In our previous posts, we presented Brett Frischmann’s novel idea of a Reverse Turing Test, i.e. the idea of testing the ability of humans to think like a machine or a computer. But, how would we create such a test? For his part, Frischmann proposes four criteria (pictured below, via John Danaher) for creating a Reverse Turing Test. Here, we consider Frischmann’s fourth factor: rationality. ((His first two criteria–mathematical computation and random number generation–do not appear to carry any moral significance, while his third criterion–common sense or folk wisdom–seems better suited for Alan Turing’s original test rather than a reverse one.))
By rationality, Frischmann means instrumental or ends-means rationality. Consider the rational actor/utility-maximization model in economics (homo economicus) or the assumption of hyper-rationality in traditional (i.e. non-evolutionary) game theory: “I know that you know that I know …” Many human decisions, however, are often emotive or irrational in nature, such as falling in love, overeating, suicide, etc. Given this disparity between machine-like rationality and human-like emotions, we should in principle be able to create a Reverse Turing Test to measure how rational or machine-like a person is. The more instrumental and less emotional a person is, the closer he or she would be to passing Frischmann’s hypothetical Reverse Turing Test.

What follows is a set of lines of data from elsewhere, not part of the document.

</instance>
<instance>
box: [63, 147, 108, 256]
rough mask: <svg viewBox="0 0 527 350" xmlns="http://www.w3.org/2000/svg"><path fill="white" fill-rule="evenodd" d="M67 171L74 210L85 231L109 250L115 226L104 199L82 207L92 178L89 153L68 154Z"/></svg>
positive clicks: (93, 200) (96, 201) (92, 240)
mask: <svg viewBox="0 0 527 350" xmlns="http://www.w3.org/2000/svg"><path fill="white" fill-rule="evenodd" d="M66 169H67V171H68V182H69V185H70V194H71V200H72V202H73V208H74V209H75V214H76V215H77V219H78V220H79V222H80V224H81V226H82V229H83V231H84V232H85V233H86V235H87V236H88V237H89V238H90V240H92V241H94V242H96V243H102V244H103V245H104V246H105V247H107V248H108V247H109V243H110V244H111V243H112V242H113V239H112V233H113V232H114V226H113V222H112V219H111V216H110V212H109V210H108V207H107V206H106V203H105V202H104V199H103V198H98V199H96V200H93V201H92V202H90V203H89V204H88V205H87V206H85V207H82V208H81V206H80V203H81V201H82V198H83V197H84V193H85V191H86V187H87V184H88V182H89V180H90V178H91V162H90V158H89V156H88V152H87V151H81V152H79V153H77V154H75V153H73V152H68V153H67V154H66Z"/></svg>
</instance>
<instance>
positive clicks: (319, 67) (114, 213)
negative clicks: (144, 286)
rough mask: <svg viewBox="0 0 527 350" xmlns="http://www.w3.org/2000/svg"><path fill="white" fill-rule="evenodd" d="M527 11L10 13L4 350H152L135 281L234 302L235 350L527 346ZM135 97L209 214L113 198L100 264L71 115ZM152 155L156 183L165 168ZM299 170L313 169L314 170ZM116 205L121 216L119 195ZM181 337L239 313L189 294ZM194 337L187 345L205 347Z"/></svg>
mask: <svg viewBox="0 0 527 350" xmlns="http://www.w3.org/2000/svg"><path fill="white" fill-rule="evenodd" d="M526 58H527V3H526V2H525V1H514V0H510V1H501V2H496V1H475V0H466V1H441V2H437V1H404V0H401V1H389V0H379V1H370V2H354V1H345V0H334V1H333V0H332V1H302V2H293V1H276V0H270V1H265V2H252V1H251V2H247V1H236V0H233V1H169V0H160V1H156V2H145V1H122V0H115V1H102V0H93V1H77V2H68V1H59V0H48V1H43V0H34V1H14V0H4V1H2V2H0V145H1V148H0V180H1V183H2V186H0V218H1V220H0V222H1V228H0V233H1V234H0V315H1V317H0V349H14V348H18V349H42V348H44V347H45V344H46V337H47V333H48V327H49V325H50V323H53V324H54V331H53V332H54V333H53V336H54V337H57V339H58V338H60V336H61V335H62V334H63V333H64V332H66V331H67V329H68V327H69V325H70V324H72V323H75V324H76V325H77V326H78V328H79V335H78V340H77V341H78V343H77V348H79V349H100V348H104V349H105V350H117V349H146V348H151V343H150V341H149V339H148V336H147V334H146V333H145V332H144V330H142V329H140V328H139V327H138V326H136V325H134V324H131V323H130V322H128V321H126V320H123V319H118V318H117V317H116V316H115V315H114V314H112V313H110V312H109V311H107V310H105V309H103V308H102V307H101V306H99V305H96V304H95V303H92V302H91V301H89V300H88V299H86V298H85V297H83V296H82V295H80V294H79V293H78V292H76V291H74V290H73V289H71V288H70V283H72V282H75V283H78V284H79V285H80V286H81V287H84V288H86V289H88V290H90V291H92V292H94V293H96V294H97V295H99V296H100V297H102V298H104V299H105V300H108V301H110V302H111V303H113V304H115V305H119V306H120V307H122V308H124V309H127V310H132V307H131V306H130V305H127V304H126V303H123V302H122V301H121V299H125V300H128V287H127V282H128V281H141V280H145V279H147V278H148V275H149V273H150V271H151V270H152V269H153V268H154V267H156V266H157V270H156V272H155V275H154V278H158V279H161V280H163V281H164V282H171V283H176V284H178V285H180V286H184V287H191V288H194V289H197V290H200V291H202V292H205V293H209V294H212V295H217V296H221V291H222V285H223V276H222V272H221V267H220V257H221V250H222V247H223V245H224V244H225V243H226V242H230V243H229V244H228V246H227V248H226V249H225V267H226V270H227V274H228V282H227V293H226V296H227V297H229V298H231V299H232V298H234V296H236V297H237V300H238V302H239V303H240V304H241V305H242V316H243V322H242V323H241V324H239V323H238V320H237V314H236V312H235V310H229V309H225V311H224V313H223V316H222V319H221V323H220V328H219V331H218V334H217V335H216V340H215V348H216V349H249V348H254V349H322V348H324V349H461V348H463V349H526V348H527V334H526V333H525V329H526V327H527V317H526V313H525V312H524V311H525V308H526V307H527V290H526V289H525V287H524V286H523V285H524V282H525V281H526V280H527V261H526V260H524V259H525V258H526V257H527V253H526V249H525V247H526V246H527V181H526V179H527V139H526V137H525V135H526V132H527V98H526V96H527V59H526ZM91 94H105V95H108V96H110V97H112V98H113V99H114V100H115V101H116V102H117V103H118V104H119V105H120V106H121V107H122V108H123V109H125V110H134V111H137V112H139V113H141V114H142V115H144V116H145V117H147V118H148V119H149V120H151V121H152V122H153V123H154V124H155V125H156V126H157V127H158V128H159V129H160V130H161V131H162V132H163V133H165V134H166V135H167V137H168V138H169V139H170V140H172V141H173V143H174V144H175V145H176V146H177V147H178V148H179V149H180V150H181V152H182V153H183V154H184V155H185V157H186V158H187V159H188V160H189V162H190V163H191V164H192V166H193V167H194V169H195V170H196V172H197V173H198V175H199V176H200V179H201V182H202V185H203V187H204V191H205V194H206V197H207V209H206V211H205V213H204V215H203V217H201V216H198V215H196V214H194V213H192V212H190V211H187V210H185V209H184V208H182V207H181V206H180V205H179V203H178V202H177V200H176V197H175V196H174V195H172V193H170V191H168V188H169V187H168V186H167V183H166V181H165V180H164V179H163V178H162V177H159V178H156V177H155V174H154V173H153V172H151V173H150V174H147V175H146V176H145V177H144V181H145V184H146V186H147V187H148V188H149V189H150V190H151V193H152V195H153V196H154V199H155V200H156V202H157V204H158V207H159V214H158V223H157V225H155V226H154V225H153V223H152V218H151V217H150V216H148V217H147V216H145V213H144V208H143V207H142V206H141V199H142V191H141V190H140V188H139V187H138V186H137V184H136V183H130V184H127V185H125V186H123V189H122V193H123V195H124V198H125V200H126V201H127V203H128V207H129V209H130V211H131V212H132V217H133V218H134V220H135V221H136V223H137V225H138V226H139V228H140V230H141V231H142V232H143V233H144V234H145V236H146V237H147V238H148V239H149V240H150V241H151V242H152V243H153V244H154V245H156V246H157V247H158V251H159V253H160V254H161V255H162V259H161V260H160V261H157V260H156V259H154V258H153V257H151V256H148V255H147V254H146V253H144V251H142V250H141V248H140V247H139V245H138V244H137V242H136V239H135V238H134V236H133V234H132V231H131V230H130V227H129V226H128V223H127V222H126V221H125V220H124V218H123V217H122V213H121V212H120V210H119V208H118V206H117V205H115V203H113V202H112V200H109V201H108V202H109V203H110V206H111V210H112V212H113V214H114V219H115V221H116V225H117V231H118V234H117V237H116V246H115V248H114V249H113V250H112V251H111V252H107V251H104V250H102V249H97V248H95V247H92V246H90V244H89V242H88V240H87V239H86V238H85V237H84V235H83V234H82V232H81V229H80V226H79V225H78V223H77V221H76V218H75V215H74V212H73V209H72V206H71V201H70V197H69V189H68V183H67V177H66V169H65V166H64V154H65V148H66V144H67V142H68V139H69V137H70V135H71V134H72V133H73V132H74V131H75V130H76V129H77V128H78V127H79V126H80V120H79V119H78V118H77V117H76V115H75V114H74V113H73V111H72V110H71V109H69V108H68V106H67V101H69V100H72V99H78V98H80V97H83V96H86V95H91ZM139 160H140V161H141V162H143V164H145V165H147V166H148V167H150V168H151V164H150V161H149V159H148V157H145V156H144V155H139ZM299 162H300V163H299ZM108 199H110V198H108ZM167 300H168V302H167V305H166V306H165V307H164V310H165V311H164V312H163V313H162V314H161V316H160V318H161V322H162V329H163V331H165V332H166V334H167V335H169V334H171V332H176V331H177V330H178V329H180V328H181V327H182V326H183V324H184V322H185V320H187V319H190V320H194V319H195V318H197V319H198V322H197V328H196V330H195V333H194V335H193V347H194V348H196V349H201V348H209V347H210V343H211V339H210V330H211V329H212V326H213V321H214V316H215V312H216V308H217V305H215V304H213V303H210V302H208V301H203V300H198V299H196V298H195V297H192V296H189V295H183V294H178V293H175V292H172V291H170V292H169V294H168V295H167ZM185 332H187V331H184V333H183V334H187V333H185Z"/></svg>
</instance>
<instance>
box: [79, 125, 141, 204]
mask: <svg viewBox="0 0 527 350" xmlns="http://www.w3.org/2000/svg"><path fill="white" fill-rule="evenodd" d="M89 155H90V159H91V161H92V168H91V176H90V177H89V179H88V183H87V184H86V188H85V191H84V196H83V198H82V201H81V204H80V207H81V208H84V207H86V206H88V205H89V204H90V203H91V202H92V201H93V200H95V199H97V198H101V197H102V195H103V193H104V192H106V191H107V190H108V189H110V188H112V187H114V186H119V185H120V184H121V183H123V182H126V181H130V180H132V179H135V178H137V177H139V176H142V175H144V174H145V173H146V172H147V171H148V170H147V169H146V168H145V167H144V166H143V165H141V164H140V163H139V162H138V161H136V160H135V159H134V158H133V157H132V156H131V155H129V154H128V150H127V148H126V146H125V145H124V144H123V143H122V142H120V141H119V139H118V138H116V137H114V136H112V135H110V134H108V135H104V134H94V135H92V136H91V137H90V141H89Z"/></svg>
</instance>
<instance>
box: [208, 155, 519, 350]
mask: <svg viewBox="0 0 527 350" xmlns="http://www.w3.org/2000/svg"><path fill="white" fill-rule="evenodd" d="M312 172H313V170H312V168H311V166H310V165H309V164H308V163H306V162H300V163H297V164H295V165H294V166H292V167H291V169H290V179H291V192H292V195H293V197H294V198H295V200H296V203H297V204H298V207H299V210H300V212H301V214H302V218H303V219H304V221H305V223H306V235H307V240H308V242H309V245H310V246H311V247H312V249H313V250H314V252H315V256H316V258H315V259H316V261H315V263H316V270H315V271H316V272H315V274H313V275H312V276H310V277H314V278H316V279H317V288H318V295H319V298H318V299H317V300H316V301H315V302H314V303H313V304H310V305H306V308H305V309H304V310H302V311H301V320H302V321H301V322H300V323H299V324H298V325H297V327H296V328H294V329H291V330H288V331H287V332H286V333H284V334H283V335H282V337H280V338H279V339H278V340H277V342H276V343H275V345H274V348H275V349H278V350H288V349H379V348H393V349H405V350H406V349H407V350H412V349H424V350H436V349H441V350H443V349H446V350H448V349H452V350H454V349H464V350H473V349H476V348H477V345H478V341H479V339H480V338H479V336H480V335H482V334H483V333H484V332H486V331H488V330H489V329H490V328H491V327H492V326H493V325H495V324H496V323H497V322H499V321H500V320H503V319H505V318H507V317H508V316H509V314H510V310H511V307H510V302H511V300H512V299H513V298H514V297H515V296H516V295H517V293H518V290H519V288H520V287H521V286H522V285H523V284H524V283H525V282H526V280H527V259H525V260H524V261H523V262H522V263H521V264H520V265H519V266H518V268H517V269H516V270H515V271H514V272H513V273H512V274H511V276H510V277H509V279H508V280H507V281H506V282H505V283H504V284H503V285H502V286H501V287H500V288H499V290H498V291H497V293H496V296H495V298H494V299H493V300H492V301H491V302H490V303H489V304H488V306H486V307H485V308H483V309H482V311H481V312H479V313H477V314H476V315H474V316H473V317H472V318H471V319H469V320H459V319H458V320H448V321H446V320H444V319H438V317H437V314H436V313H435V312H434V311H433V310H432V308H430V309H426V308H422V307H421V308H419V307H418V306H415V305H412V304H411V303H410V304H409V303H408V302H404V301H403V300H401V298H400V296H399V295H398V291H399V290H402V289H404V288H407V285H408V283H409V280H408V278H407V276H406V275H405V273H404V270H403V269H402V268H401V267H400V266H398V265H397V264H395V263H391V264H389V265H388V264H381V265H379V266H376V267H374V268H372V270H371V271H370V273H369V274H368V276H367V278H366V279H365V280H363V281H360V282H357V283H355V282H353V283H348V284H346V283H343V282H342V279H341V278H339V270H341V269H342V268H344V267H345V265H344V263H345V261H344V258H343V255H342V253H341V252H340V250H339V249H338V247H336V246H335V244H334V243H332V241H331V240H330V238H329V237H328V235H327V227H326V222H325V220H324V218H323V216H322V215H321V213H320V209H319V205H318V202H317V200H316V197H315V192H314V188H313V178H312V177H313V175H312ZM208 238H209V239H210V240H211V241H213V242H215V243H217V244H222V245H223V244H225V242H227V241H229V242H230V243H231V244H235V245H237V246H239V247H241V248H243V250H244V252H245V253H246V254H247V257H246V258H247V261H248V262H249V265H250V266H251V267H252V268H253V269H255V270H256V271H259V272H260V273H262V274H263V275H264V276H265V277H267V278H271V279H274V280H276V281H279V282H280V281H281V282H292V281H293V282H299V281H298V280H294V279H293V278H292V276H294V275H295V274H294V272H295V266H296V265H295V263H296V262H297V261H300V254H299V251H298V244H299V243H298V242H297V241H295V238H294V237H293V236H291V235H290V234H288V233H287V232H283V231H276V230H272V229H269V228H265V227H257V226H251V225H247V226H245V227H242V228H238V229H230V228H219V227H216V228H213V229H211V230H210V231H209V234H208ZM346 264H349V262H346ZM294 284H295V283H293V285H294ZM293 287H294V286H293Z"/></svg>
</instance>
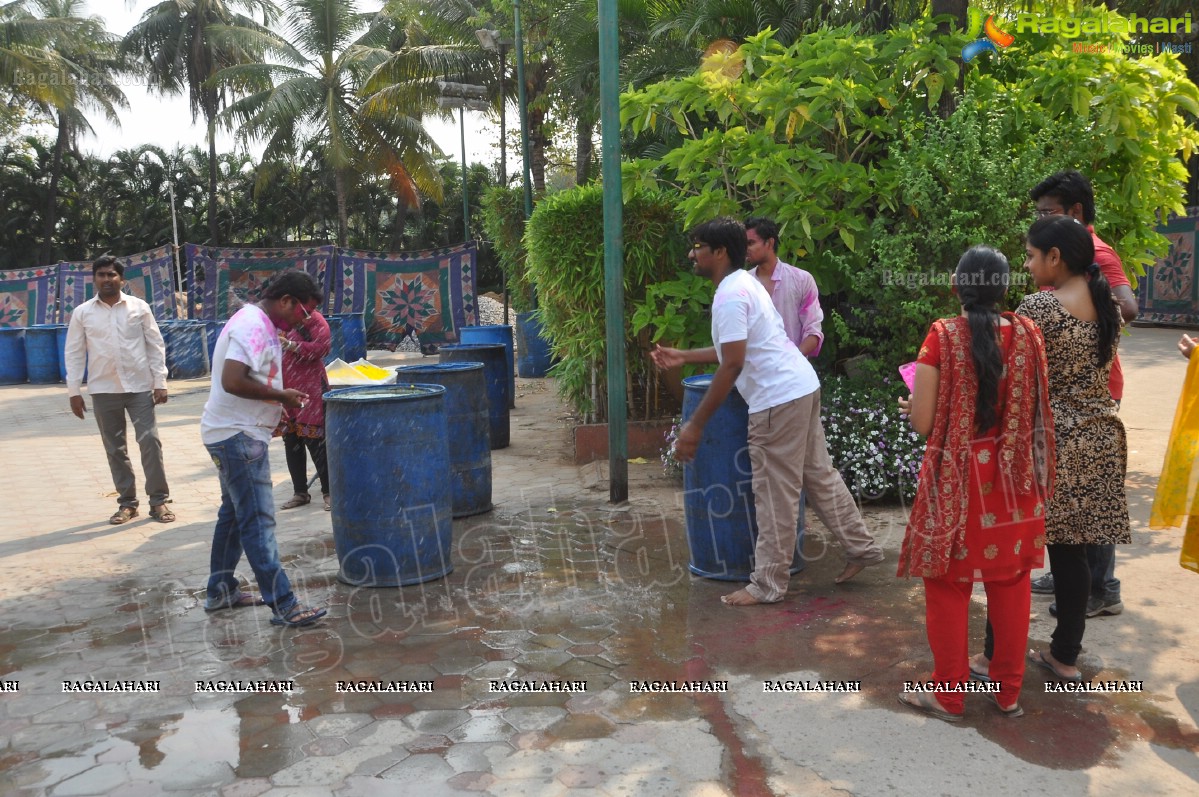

Does the rationality component of the Reverse Turing Test have any ethical implications? John Danaher thinks so: “This Reverse Turing Test has some ethical and political significance. The biases and heuristics that define human reasoning are often essential to what we deem morally and socially acceptable conduct. Resolute utility maximisers few friends in the world of ethical theory. Thus, to say that a human is too machine-like in their rationality might be to pass ethical judgment on their character and behavior.” (See his 21 July blog post.) We, however, are not so sure what the ethical implications of Frischmann’s rationality criterion are. John Rawls’s famous “original position” thought-experiment, for example, is premised on the rational actor model, and theories of consequentialism (such as rule-utilitarianism) form a major tributary in the infinite river of moral philosophy. In other words, to the extent machines are far less emotional and more instrumentally rational than humans, might machines potentially have a greater ethical capacity than humans?